The reason why I began by saying that it feels good when expectations are met is the fairly decent, or rather the good performance that Corporate India has put up during the September 2012 quarter. Quarterly results have always been that one crucial trigger for the markets. Expectations, good or bad, about corporate performance have shaped the way that the equity markets behave. A performance in sync with expectations tends to bode well for the markets, and the same applies vice versa. In fact, it is not just the past performance but also the future trends that go a long way in aiding objective investment decision making.
So, how did corporate India fare in the quarter that went by? Was its performance good, bad or ugly, and more so, what can we expect going forward? In this issue, our editorial and research team has incisively analysed the performance of India Inc. for the September quarter for the benefit of our readers. The cover story (Pg 11) provides all the necessary answers to the questions above.
Despite all the odds that it faced, India Inc. has put up a rather good show during the September quarter of 2012. The topline growth for the 2125 companies that our team has looked at (we have considered only BSE ‘A’ and ‘B’ Group companies for the purpose of this study) stood at 9.85 per cent. Growth at the bottomline level came in at 8.41 per cent. This is certainly an improvement over the performance seen during the preceding quarter.
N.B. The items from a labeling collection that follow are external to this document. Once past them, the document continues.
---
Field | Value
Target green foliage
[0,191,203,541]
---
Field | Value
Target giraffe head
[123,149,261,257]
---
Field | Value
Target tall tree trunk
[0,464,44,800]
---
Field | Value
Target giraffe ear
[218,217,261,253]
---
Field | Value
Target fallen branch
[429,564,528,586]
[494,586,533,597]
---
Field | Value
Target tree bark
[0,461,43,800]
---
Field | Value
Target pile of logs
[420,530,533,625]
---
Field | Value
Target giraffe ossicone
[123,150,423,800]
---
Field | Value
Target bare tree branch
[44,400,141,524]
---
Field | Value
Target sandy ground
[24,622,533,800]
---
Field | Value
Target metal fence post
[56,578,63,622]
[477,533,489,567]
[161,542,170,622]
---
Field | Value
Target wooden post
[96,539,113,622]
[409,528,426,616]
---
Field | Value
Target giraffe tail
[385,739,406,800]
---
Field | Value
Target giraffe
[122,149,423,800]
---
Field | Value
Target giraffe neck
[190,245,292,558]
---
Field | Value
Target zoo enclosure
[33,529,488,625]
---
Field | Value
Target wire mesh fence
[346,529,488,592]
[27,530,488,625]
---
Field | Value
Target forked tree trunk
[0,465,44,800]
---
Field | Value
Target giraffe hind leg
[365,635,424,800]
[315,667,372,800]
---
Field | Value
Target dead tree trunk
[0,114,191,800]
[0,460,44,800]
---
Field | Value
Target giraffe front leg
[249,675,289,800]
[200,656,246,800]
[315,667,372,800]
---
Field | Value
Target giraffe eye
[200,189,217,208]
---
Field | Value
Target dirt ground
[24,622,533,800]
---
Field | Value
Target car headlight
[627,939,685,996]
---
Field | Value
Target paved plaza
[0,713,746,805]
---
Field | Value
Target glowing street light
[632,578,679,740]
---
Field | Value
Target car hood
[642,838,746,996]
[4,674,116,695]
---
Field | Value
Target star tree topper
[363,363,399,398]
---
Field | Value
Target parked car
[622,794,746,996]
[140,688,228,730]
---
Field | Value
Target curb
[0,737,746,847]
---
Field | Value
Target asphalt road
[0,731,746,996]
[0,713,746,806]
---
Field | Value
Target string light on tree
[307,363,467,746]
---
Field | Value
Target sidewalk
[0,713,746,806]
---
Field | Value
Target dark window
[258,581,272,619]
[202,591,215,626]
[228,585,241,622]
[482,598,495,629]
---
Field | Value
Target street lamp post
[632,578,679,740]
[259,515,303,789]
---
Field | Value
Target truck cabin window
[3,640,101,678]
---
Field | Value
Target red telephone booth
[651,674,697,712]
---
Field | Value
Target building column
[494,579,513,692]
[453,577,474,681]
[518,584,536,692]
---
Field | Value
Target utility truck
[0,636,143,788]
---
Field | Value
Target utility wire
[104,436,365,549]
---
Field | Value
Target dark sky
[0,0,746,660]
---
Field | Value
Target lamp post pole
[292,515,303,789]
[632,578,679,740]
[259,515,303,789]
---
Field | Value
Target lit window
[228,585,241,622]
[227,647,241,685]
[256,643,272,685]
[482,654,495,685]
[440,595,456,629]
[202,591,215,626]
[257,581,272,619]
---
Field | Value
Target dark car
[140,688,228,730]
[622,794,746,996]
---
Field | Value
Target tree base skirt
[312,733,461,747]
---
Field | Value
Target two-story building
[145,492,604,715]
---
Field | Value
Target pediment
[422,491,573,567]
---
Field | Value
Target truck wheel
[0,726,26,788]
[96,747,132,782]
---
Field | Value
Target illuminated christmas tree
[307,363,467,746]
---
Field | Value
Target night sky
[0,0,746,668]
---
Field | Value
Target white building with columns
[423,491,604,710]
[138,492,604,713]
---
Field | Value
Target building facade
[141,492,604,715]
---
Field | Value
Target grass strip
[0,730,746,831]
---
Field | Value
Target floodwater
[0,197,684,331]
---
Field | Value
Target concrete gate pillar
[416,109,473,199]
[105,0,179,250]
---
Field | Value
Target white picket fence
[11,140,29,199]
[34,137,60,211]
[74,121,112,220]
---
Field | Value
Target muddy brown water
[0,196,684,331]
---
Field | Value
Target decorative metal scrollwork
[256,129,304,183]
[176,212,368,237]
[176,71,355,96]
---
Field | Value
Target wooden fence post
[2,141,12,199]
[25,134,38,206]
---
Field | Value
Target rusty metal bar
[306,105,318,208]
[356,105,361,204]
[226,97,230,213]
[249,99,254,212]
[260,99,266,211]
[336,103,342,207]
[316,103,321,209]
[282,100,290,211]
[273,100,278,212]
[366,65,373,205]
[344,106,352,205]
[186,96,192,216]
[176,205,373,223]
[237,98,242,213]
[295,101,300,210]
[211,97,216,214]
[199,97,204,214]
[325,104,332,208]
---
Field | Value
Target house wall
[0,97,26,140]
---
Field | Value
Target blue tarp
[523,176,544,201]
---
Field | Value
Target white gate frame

Remember, for the June quarter of 2012, topline growth came in at over 12 per cent while the bottomline was up only 2.24 percent. This is certainly good, but what is more interesting is that it is far better than what was expected. While the economy (global as well as domestic) continues to face headwinds, this performance suggests that investors can look forward to better times ahead.
Indian pharma companies have done well following the patent expiry regime in the US. Frontline pharma companies have emerged as clear winners, thanks to their rigorous R&D approach. We are recommending one such company – Glenmark Pharma as our Choice Scrip (Pg 8) in this issue. Adding this fast growing and aggressively managed pharma company to your portfolio makes perfect sense. Read on to find out why.
When my team came up with the idea of recommending the stock of an engineering company which is in the business of completing a vehicle by building a body atop the chassis, it did not seem convincing at first. But a look at the fundamentals of Commercial Engineers and Body Builders Company (CEBBCO) threw up some very compelling reasons why we thought investors should look at picking up this stock for their portfolio. This scrip is our choice for the Low Priced Scrip (Pg 10) in this issue.
Our special report in the mutual funds section (Pg 68) tells you how to manage your risks while investing in mutual fund schemes by explaining the various parameters that are a perfect measure of risk. Investors should read the mind of fund managers and learn to think the way professional money managers do.
As always, there are a whole lot of our regular sections which complete this issue. Do let me know your thoughts on the content and help us improve upon our offering to you. After all, your perspective does matter to us. With that, I will sign off and leave you with the interesting investment ideas that our team has come up with. I hope that you do build wealth based on them.